Shubunkin könnten jederzeit welche kostenfrei abgeholt werden.
Ich werde sie aber spätestens alle im Frühjahr ( Rubrik Flohmarkt ) abgeben bevor der Teich erweitert wird.
Sind mir einfach zu viele Racker :


----------



## Dodi (24. Juli 2010)

*AW: Meine kleinen Butterflys*

Hallo Frank!

Leider sind Deine Bilder sehr unscharf und eine Bestimmung daher nicht so gut möglich.
Die Koi auf den ersten 3 Fotos kann ich leider nicht zuordnen, scheint mir auch keine spezielle Zuchtform zu sein.

Bild 4 = Platinum Ogon, aber scheint kein Butterfly zu sein.
Bild 5 = Yamabuki Ogon, ebenfalls kein Butterfly ¿ (Ironie).
Bei beiden sind die Flossen einfach sehr kurz für einen Butterfly-Koi. 
Bild 6 = könnte ein Tannenzapfen-Koi = Matsuba sein

 Übrigens erscheinen mir € 40,00 für einen 13-cm-Fisch auch recht happig!



> Habe alles Butterfly geholt da diese laut Gartenteich Center Braun in Bochum nur ca. 40 cm groß werden.



Na, da hat man Dir aber einen Bären aufgebunden. :__ nase Ich wüsste nicht, warum Butterfly-Koi ausgerechnet eine Art Zwergenwuchs haben sollten...

Schau mal, der Bursche - mit Flossen fast wie Flügel - ist zum Zeitpunkt des Fotografierens (2008) ca. 4 Jahre alt - misst jetzt ca. 75 cm:




Viel Spaß mit den Fischen!


----------



## MadDog (24. Juli 2010)

*AW: Meine kleinen Butterflys*

Hallo Frank,
da muß ich aber Dodi Recht geben.
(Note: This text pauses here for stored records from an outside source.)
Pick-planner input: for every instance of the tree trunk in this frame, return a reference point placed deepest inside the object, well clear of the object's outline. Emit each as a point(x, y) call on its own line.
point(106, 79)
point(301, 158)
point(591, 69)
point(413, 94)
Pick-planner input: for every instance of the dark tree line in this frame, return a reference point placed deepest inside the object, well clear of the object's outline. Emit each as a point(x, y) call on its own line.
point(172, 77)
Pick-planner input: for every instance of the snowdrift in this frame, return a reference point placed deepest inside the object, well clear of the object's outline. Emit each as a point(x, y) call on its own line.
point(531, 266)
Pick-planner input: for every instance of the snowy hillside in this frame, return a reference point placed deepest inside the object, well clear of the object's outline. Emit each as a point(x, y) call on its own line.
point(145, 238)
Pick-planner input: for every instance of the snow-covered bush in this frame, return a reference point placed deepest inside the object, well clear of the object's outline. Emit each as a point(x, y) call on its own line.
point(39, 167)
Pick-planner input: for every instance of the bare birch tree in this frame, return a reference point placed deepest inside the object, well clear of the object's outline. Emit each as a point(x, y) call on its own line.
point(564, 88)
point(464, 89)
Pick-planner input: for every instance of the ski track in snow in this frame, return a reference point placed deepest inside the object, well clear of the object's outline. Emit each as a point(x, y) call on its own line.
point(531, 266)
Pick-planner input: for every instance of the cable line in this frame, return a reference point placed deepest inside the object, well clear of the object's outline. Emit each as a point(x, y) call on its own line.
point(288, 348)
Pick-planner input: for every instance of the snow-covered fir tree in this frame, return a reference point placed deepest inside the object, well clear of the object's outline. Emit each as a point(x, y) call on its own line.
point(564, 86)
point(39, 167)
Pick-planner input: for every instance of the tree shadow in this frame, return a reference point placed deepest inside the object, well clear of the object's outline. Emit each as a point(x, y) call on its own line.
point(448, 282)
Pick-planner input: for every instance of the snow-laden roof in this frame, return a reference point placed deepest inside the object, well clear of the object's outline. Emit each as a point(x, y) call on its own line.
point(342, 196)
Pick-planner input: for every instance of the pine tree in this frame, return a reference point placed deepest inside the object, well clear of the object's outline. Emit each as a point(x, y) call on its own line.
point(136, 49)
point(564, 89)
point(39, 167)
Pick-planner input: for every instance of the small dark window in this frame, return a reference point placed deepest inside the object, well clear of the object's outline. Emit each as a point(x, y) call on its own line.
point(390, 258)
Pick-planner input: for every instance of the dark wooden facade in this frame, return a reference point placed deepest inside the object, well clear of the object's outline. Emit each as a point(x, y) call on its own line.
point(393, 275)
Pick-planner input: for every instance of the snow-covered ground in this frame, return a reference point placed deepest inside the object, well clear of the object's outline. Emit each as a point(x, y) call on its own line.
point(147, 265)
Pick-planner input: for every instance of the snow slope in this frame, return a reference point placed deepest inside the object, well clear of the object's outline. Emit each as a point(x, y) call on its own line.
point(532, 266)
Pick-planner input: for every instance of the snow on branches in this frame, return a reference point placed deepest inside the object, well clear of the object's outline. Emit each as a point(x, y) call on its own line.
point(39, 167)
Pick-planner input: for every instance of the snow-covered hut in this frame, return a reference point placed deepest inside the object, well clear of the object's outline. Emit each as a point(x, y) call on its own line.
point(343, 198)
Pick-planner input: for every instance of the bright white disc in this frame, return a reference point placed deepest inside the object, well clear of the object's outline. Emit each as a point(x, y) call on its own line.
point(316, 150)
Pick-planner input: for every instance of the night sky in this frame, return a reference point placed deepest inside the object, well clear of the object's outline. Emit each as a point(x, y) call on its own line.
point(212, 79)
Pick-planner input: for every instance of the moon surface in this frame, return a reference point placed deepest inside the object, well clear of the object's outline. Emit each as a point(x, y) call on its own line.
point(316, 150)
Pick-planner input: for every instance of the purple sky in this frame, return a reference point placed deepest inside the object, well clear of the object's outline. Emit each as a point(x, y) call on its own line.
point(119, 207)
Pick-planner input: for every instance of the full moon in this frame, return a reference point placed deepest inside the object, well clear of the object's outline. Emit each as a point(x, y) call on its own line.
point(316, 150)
Der Preis von 40,- € für einen 13 cm Koi ist schon sehr happig.
Ich habe z.B. die Kois auf den Bildern 1-3 auch. Meine waren zwischen 7 - 10 cm groß. Bezahlt habe ich 1,-€ pro Stück. Die sind jetzt nach gut 3 Monaten gut 15 cm groß und wachsen noch weiter, so wie es aussieht.

Meine Schwester hat erst gestern neue Kois gekauft. Größe 7-8 cm für 1,-€, Größe ca. 12-15 cm für 4,99 € und Größe ca. 15-17 cm für 9,99 €.
Du kannst Dir ja mal den folgenden Händler notieren.

Diskus Zierfisch Paradies
Harpener Hellweg 392
44388 Dortmund-Lütgendortmund / Stadtgrenze Bochum-Harpen.
http://www.diskus-zierfisch-paradies.de/

Ich füge mal ein paar Bilder von meinen Kois bei.

Gruß aus Dortmund

Frank


----------



## Koi-Uwe (25. Juli 2010)

*AW: Meine kleinen Butterflys*

Morgen 
40€ ist schon nen haufen Geld für 13 cm, wenn es aber eine gute Qualität ist, ist der Preis normal. Wenn es dazu ein Japaner ist passt das schon.
Wenn ich einfach nur Koi im Teich haben möchte ist das natürlich OK, wenn ich aber wissen möchte welche Varietäten im Teich paddeln muss man schon tiefer als 1€ in die Tasche greifen (klar gibt es Ausnahmen).
Long Fin's werden durchaus nicht so groß wie normale Koi, aber hier gibt es auch Ausnahmen (siehe Dodi).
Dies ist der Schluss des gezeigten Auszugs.